Docker files provide a standard reproducible environment and a reference configuration. One can always introduce adaptions to cater various needs.

## Without Docker

The following is a general guide that covers three main operating systems. It mainly targets the `amd64` architecture.

### Prerequisites

1. To configure the source code, [CMake](https://cmake.org/download/) shall be available. Please install it before configuring the source code package.
2. The linear algebra driver used is [OpenBLAS](https://github.com/xianyi/OpenBLAS). You may want to compile it with the optimal configuration based on the specific machine. Otherwise, precompiled binaries (dynamic platform) are available in this [repository](https://github.com/TLCFEM/prebuilds).
3. It is strongly recommended installing Intel MKL for potentially better performance.
4. Please be aware that MKL is throttled on AMD platforms. Performance comparisons can be seen for example [here](https://github.com/flame/blis/blob/master/docs/Performance.md). If you have AMD CPUs please collect more knowledge to determine which linear algebra library is more suitable.

### Toolsets

A number of new features from new standards are utilized. To compile the binary, a compiler that supports **C++20** is required.

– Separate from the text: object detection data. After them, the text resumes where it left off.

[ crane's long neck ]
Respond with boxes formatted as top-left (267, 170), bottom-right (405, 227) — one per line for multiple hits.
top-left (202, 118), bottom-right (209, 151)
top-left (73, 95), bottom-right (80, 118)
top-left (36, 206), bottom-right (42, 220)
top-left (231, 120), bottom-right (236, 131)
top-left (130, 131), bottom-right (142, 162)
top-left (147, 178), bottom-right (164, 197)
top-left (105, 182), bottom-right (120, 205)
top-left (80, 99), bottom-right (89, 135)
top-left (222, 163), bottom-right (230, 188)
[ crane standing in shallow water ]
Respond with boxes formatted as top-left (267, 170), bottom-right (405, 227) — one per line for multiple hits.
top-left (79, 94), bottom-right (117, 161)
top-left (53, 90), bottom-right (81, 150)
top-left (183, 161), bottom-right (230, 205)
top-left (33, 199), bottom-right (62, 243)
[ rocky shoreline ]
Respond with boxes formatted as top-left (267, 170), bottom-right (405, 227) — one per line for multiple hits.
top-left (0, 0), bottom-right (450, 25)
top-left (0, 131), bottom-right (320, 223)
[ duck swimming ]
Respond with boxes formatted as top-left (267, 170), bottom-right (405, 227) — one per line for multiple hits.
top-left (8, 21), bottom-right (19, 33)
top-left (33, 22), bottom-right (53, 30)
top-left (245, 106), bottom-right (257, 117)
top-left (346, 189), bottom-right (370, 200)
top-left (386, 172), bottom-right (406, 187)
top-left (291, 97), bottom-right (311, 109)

GCC 11, Clang 13, MSVC 14.3, Intel compilers and later version of those compilers are tested with the source code.

On Windows, Visual Studio with Intel oneAPI toolkit is recommended. Alternatively, [WinLibs](http://winlibs.com/) can be used if GCC compilers are preferred.

On other platforms (Linux and macOS), simply use GCC which comes with a valid Fortran compiler. Clang can also be used for C/CPP code, but since Clang and GCC have different supports for C++ new standards, successful compilation is not guaranteed with Clang.

### Obtain Source Code

Download the source code archive from GitHub [Releases](https://github.com/TLCFEM/suanPan/releases) or the latest [stable code](https://github.com/TLCFEM/suanPan/archive/master.zip). The archive is complete for non-MPI compilations.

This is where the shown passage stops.